L. laevissimum Photo:  USGS Native Bee Inventory  http://www.flickr.com/people/54563451@N08

L. laevissimum
Photo: USGS Native Bee Inventory
http://www.flickr.com/people/54563451@N08

At long last, our genome project is truly underway – the sequencing has been done so now begins the process of assembly!

Getting to this point, we ran into an unexpected series of setbacks with DNA quality control.  A major issue lay in quantifying the DNA for sequencing from very tiny bees.  We used a Nanodrop spectrophotometer, which fooled us several times into thinking we had more DNA than we actually did.  It turns out that the total DNA from a tiny sweat bee like Lasioglossum laevissimum, when eluted in a reasonable liquid volume, is at a concentration well below accurate levels of measurement for our instruments.  This explains why some people refer to Nanodrops as expensive random number generators.  We actually found the Nanodrop to be quite accurate in measuring relatively high DNA concentrations from big bees.   A second set of problems arose with DNA quality – low quality DNA might not produce sufficient or high enough quality DNA libraries.  After several apparently unsuccessful attempts to solve this problem, we instead decided to ignore it!
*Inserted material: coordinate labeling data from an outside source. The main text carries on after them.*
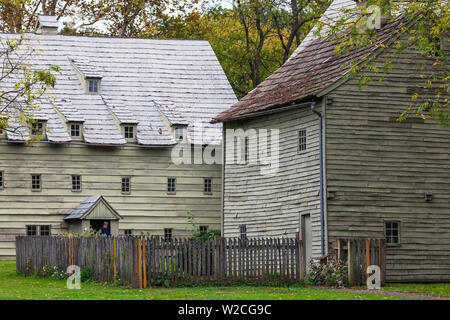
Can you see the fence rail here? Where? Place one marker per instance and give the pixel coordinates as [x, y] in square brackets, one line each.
[146, 261]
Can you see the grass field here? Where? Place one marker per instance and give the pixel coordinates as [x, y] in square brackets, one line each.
[432, 289]
[13, 286]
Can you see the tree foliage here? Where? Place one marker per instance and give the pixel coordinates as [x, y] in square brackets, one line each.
[22, 86]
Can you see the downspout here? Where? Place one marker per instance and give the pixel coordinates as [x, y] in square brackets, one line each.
[322, 220]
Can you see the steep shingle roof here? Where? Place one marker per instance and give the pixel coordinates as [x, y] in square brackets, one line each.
[313, 67]
[137, 75]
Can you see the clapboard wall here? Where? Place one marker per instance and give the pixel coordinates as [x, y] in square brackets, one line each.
[272, 205]
[380, 170]
[147, 209]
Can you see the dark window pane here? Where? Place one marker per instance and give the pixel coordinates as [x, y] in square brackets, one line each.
[171, 185]
[126, 185]
[31, 230]
[207, 185]
[302, 140]
[44, 230]
[167, 234]
[35, 182]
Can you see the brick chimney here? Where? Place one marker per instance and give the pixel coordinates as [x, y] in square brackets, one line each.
[47, 25]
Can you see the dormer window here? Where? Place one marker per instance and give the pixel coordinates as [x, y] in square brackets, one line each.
[179, 134]
[38, 128]
[129, 132]
[93, 86]
[76, 131]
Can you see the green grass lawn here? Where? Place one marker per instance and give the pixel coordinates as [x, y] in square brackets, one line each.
[431, 289]
[13, 286]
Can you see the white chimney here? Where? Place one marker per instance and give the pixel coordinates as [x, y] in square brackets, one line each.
[47, 25]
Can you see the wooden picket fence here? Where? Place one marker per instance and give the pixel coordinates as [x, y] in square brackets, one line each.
[359, 253]
[148, 261]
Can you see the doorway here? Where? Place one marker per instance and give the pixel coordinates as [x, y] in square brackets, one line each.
[306, 238]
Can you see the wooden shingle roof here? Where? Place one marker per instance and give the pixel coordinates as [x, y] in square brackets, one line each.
[137, 75]
[313, 67]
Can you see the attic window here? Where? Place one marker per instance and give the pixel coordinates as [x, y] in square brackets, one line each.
[76, 183]
[302, 140]
[76, 131]
[129, 132]
[93, 86]
[37, 128]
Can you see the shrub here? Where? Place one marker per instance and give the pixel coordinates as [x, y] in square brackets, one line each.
[51, 272]
[86, 275]
[330, 274]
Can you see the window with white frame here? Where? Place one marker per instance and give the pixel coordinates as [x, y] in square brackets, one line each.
[302, 140]
[179, 133]
[129, 132]
[44, 230]
[31, 230]
[75, 130]
[35, 230]
[126, 185]
[245, 150]
[93, 86]
[171, 185]
[207, 186]
[168, 234]
[36, 182]
[243, 232]
[37, 128]
[76, 183]
[392, 232]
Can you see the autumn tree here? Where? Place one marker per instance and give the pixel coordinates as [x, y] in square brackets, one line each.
[22, 87]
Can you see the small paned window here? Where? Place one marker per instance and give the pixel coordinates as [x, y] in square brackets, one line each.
[126, 185]
[392, 232]
[44, 230]
[129, 132]
[76, 183]
[243, 232]
[93, 86]
[302, 140]
[37, 128]
[75, 130]
[36, 182]
[171, 185]
[167, 234]
[207, 187]
[179, 133]
[31, 230]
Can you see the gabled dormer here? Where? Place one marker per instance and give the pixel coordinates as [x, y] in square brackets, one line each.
[38, 129]
[75, 130]
[47, 25]
[89, 75]
[129, 132]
Lo and behold, we got all the libraries we originally planned for.

So now we have billions of sequences to assemble.   We will be learning a lot of new skills soon.  Once we have more or less figured out how to do this, we hope to use this genome assembly and annotation project not only for our research, but also to teach bioinformatics skills to undergrad and grad students to widen their technical experience.  This should be fun!